Dortmunder droht die Verhaftung
Besonders hellhörig aber wird IM „Hermann Reimer“ als ein Dortmuner Fensterbauer in der Pilskrone von seinen Plänen erzählt, gemeinsam mit seinem Bruder DDR-Bürger gegen Geld ausschleusen zu wollen. Dazu sollen gefälschte Pässe zum Einsatz kommen, mit denen Flüchtige in Bulgarien einen Tagesausflug mit dem Schiff nach Istanbul buchen können. „Zu praktischen Erprobung dieser Variante hat er im August 1986 einen mehrtägigen Bulgarienaufenthalt dazu genutzt, die besagten Wege auszuprobieren“, heißt es in den Stasi-Unterlagen. Dass das MfS von diesem Vorhaben Wind bekommt, hat es „Hermann Reimer“ zu verdanken. Er meldet Namen, Geburtsdatum und Adresse des Fluchthelfers unverzüglich nach Ostberlin. Das versetzt die Stasi in sofortige Alarmbereitschaft. Denn der Dortmunder Fensterbauer ist aktenkundig. Er soll bereits 1977 bei der „illegalen Ausschleusung“ einer Dresdnerin beteiligt gewesen sein. Spätestens jetzt droht ihm bei Einreise in die Länder der Sowjetunion sofortige Verhaftung.

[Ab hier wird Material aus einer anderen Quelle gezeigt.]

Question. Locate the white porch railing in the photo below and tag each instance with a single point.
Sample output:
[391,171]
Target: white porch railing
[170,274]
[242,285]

„Hermann Reimer“ nutzt die Pilskrone auch für Treffen mit Instrukteuren und Kurieren. Das fällt in der gut besuchten Kneipe nicht auf. Der Erkennungssatz lautet „Revanche im Kartenspiel“.

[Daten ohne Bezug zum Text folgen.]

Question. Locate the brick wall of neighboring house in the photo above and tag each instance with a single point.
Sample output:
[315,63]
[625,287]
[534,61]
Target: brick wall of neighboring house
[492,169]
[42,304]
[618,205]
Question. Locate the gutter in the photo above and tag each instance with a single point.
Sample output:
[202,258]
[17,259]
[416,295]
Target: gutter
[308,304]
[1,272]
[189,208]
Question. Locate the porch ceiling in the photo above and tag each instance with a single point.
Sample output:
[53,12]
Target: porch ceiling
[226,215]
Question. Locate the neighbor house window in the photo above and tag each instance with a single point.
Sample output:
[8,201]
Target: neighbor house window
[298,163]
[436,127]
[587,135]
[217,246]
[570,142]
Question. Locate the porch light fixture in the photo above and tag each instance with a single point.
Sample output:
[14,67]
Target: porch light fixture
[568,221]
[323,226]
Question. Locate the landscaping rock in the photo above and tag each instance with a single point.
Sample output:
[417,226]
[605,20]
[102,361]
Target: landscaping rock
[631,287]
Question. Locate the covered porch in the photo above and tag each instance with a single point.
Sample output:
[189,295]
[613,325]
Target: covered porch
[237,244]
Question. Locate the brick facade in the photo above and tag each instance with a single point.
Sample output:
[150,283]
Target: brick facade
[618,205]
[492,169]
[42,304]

Die Akte „Hermann Reimer“ überlebt die Wende
Das letzte Treffen mit seinem Führungsoffizier Major Böttcher findet am 25. August 1989 in Schwerin statt. Offiziell reist „Reimer“ zum Geburtstag seiner Tochter aus erster Ehe in die DDR ein. Das ist ihm mittlerweile wieder erlaubt. Der IM bekommt ein letztes Mal Aufträge für das „Operationsgebiet“ Dortmund. Er soll einen Dortmunder Versicherungskaufmann observieren und die Situation republikflüchtiger DDR-Bürger auskundschaften. Zu dem geplanten nächsten Treffen im April 1990 aber kommt es wohl nicht mehr. Zu diesem Zeitpunkt schredderten die Stasi-Mitarbeiter in Ostberlin bereits die Akten der Hauptverwaltung Aufklärung.
Die vierbändige Akte des IM „Hermann Reimer“ aber überlebt die Vernichtungswelle.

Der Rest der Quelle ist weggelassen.